Not everyone knows the name MIPS, but Imagination hopes to change that by offering a viable alternative to the embedded market dominated by ARM. MIPS already has a large presence in networking and embedded devices. Introducing the I6400 keeps MIPS relevant and places additional pressure on ARM. According to the provided numbers (admittedly from MIPS) and feature descriptions, the I6400 appears to compete with and even surpass the highly anticipated ARM Cortex-A53. Imagination projects general availability of the I6400 to SoC designers by December 2014. We can estimate end-user availability at least 6 to 9 months after that.
Consumers will most likely directly experience the MIPS I6400 CPU in low cost Android tablets and handsets. Due to Android's Java heritage, some applications will work out-of-the-box. Other applications using the Android Native Development Kit (NDK) targeting Intel or ARM ISAs will unfortunately be incompatible. Until MIPS achieves enough volume to convince application developers to code to the MIPS3264 ISA or stick with Java, MIPS Android devices will be second class citizens. This is something to keep in mind if you're purchasing a phone for yourself or a tech savvy friend. Of course, basic operating system features like email, phone, text, web browsing, and chatting should all work fine.
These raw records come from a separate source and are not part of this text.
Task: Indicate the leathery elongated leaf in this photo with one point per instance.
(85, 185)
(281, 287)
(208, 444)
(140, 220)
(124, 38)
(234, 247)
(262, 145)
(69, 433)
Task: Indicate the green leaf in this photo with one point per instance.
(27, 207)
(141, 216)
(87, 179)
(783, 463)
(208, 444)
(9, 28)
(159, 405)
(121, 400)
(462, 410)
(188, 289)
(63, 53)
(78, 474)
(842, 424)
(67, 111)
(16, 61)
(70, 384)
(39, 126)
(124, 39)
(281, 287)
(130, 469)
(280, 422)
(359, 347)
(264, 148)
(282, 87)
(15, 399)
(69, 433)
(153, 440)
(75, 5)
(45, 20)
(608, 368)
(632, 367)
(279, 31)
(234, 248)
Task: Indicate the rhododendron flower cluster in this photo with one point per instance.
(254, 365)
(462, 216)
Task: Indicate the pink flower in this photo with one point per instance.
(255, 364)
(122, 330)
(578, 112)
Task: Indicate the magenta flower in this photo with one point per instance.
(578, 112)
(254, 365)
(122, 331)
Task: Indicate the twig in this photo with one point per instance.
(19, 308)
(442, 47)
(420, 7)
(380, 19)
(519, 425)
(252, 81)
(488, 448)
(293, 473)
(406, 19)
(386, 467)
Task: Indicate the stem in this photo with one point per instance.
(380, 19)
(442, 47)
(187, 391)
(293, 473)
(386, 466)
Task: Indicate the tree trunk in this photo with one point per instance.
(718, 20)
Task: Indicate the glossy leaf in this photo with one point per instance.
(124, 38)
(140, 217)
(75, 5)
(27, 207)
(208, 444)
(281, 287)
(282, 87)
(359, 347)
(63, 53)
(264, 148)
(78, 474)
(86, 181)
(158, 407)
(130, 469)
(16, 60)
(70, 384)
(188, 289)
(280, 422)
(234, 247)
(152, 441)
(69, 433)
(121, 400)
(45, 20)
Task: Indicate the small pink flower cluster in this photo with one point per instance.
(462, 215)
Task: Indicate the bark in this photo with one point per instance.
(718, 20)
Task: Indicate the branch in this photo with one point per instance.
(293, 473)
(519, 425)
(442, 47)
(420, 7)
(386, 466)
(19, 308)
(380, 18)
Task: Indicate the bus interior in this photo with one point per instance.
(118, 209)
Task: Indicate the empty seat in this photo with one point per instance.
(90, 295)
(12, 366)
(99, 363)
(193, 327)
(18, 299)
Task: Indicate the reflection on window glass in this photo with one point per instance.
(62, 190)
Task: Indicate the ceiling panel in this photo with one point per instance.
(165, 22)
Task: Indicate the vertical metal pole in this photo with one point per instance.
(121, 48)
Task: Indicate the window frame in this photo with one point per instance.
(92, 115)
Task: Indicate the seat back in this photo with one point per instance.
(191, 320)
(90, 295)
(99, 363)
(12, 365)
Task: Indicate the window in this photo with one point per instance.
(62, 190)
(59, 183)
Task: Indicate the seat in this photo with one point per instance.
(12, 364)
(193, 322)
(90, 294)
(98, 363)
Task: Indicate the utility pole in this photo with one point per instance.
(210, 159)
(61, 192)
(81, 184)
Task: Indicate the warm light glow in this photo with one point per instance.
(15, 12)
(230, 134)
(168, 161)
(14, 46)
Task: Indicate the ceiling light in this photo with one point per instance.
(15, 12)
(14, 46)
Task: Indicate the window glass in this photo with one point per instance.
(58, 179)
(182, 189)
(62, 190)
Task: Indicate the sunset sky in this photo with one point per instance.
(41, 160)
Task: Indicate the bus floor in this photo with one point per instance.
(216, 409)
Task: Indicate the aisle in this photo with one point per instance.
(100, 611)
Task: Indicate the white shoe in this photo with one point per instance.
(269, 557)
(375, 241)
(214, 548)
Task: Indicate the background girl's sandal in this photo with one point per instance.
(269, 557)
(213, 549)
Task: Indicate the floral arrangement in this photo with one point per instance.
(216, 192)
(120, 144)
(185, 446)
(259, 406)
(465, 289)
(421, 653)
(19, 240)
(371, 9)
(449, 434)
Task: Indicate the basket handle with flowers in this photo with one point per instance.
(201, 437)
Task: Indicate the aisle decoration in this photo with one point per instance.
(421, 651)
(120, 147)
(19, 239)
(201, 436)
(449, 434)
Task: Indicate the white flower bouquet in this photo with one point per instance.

Intel has enjoyed dominance of its performance leading processors in non-handset settings for the better part of a decade. ARMs embedded low power heritage has emerged as Intel’s biggest threat as mobile devices have exploded and now dominate the computing landscape. As Intel and ARM continue to battle for the high end embedded market, Imagination and MIPS hope to erode away ARM’s mid-range and low-end core competency. As a consumer, we can lean back and enjoy the competition that will force each company to work harder each and every year.
The I6400’s revised MIPS3264 Release 6 ISA, instruction bonding, and SMT execution pipeline bring a refreshing set of new innovations to the small-core market. In our A53 coverage we noted ARM was pushing in-order CPU performance about as far as it could possibly go. I’m always happy to see we might have been wrong.